Two months passed. Progress on his claim was hampered by technical glitches.
He’s still received nothing. His mother, now seeking advice for her own situation, tried calling again Monday.
She got a recording saying if you filed, it will take three weeks to process. It then gave her four options to choose for more help. She chose the option offering questions and answers about her payment.
Another recording came on. “It said they have too high of call volume, and disconnects you. No info,” she said.
EDD has been scrambling to deal with an unprecedented volume of claims. Since the pandemic sent the economy reeling in March, EDD has processed 9.3 million claims. In 2010, the worst year of claims stemming from the Great Recession, the department processed 3.8 million claims.
Today, it’s hiring 5,300 workers to help respond more quickly and efficiently, and the state has redirected 1,300 workers already in the agency to help.
Hilliard last week outlined for the Assembly budget subcommittee on state administration an ambitious plan for improving customer service, as EDD staffers are being trained in how to handle individual cases.
Gov. Gavin Newsom last week said a “strike team” will provide within 45 days ways to “transform the customer experience of applying for and receiving UI (unemployment insurance) benefits.”

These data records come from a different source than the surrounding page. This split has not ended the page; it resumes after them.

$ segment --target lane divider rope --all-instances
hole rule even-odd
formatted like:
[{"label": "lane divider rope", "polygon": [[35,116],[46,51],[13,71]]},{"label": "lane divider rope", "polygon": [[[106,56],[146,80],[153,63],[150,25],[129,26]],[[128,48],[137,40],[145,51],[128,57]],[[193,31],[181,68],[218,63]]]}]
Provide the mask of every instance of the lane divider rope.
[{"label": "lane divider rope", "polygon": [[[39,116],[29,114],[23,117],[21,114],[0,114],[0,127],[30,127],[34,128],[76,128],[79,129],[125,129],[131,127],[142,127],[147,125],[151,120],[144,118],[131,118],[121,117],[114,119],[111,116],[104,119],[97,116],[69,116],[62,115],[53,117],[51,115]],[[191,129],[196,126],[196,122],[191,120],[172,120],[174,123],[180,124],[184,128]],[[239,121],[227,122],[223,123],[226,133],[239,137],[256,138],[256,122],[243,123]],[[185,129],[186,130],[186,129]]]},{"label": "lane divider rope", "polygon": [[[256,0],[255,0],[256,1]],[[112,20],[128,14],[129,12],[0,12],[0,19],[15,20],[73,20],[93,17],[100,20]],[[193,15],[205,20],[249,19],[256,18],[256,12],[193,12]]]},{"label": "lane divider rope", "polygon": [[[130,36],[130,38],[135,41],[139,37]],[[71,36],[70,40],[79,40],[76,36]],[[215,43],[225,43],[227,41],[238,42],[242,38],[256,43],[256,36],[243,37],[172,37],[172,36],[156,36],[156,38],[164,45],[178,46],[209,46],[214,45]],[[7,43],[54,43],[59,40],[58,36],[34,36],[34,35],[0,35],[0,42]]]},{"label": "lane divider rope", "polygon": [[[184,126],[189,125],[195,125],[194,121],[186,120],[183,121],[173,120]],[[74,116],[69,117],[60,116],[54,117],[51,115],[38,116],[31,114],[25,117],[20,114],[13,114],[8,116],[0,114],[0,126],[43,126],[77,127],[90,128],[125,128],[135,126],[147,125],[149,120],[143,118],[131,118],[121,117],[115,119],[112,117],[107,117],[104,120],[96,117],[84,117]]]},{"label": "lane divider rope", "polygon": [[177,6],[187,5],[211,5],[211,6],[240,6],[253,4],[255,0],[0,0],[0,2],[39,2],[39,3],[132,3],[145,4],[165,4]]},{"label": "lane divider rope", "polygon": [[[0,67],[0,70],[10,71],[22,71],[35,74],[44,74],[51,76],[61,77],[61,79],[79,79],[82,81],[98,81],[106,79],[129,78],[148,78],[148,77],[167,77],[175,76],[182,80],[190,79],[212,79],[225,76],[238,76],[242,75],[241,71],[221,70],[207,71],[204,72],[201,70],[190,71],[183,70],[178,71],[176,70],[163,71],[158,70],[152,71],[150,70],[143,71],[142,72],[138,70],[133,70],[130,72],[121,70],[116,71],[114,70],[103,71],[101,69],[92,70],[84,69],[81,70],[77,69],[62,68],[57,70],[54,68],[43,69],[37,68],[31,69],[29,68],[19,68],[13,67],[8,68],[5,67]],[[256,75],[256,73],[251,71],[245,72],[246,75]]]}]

Lawmakers were still angry at what they were hearing from Hilliard.
“This information had to be pried out of Director Hilliard. Hiding pertinent information from the public, the media and Legislators is a pattern with this Director. She continues to mislead all of us to protect her Department from the consequences of her years of inaction,” said Assemblyman Jim Patterson, R-Fresno, who has sought, unsuccessfully so far, a state audit of EDD.
Democrats, too, were not pleased.
“EDD’s call centers have been a miserable failure. People can’t get through to a live agent, when they do the agent can’t help them, and then they are placed on 4-6 week waiting list for a call back. It’s ridiculous,” said Assemblyman David Chiu, D-San Francisco.